XML schemas and index key generation

You should examine your XML schemas so that you can create indexes on XML columns with data types that match your XML schemas data type specifications. The queries that you want to run should also be taken into account when deciding which XML patterns to choose for your indexes.

If an XML schema is used, then the structure of XML documents to be stored in an XML column will be validated so that the data types of the elements and attributes in the XML documents are constrained against the XML schema. If a document does not match the schema's specifications, then the document is rejected by the parser. For example, if the schema specifies that an attribute is constrained to the DOUBLE data type and the value of the document's attribute is ABC, then the document is rejected. If an XML schema is not used, then document data is not validated by the parser and is considered to be untyped data.

For example, suppose the following XML schema is used:

<xsd:schema xmlns:xsd="http://www.w3.org/2001/XMLSchema"> 

<xsd:element name="product" type="ProdType"/>
           
<xsd:simpleType name="ColorType">
  <xsd:restriction base="xsd:string">
    <xsd:maxLength value='20'/>
  </xsd:restriction>
</xsd:simpleType>

<xsd:complexType name="ProdType">
  <xsd:sequence>
    <xsd:element name="name"    type="xsd:string" />
    <xsd:element name="SKU"     type="xsd:string" />
    <xsd:element name="price"   type="xsd:integer" />
    <xsd:element name="comment" type="xsd:string" />
  </xsd:sequence>
  <xsd:attribute name="color"   type="ColorType" />
  <xsd:attribute name="weight"  type="xsd:integer" />
</xsd:complexType>
</xsd:schema>

After looking at the queries you need to issue, you may decide they need indexes on price and color. Analyzing the queries will help you decide what XML pattern expression to include in your CREATE INDEX statement. The XML schema provides guidance on what data type to pick for the index: you can tell that the price element is a decimal number, so the numeric data type of DECIMAL can be chosen for the index priceindex and the color attribute is a string so the data type of VARCHAR can be chosen for the index colorindex.

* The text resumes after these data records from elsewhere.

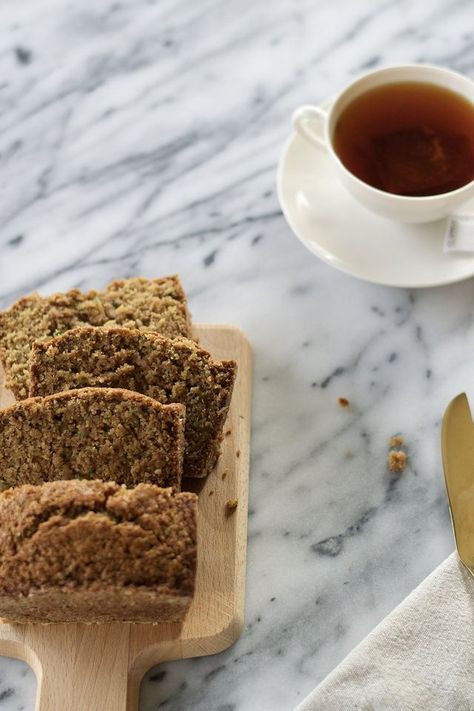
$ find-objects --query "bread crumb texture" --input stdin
[0,480,197,622]
[0,275,192,399]
[0,388,185,488]
[30,327,237,477]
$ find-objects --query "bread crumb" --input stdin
[388,449,407,472]
[225,499,239,514]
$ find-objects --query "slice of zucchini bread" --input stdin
[29,327,237,477]
[0,275,192,399]
[0,480,197,624]
[0,388,185,490]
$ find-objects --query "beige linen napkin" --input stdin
[296,553,474,711]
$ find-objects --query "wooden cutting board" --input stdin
[0,325,251,711]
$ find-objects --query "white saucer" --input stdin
[277,134,474,287]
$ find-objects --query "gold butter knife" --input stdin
[441,393,474,576]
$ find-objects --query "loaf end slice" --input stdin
[0,388,185,489]
[0,480,197,624]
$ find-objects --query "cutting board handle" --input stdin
[0,624,139,711]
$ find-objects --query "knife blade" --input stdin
[441,393,474,575]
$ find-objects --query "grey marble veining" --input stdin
[0,0,474,711]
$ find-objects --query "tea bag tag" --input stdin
[443,212,474,252]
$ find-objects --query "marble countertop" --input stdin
[0,0,474,711]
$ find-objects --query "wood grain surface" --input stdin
[0,325,251,711]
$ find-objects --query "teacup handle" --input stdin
[291,106,328,148]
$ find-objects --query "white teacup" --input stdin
[292,64,474,222]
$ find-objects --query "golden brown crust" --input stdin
[0,388,185,489]
[30,327,236,477]
[0,275,192,399]
[0,480,197,622]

XQUERY for $i in db2-fn:xmlcolumn('COMPANY.PRODUCTDOCS')/product[price > 5.00] 
   return $i/name
XQUERY for $i in db2-fn:xmlcolumn('COMPANY.PRODUCTDOCS')/product[@color = 'pink'] 
   return $i/name
CREATE INDEX priceindex on company(productdocs)
      GENERATE KEY USING XMLPATTERN '/product/price' AS DECIMAL(7,2)
CREATE INDEX colorindex on company(productdocs)
      GENERATE KEY USING XMLPATTERN '//@color' AS SQL VARCHAR(80) 

The schema may also specify other constraints for the string data type, such as maxLength which is shown in the example under ColorType where the string is restricted to 20 unicode characters. Since the CREATE INDEX statement specifies the VARCHAR length in bytes and not in characters, the schema length may be multiplied by a factor of 4 to calculate the maximum number of bytes that will be required to store the longest string allowed by the schema in the index. In this case, 4*20 = 80 so VARCHAR(80) is chosen for colorindex.

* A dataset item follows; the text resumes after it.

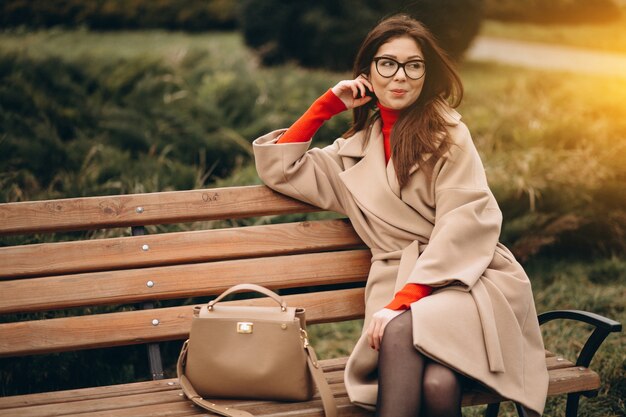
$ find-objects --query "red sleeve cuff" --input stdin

If the schema does not specify a length restriction for a string data type and the maximum string lengths for the values in the documents are not known, then you can use the maximum length allowed by the page size used by the index. An index stores strings of varying lengths, but since only the actual number of bytes required for each string is stored there is no storage penalty for specifying a longer maximum length than is needed. However, larger key buffers in memory do need to be allocated to handle the maximum key size during index scans. See the CREATE INDEX statement for the list of maximum allowed lengths for an index on an XML column specifying the VARCHAR data type.

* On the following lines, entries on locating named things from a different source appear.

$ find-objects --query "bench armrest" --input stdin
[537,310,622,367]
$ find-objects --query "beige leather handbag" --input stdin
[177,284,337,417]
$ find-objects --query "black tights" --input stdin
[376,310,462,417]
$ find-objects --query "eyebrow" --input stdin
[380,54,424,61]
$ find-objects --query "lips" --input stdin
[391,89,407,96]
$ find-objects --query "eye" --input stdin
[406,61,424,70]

If the maximum length for the VARCHAR data type is not sufficiently long to index the document values, then the VARCHAR HASHED data type may be used, which does not have a length limit. However, indexes using VARCHAR HASHED can be used only for equality look-ups and not for range scans. Note that documents which contain strings longer than the length specified for VARCHAR(integer) will be rejected.

The XML schema may also specify default attribute and element values. If there are no corresponding values specified in the XML document and the document is validated, then the default values from the schema are used when the document is stored. These default values will be indexed, along with the other values that were in the original input document. If the document is not validated, then the default values are not added to document and they are not indexed.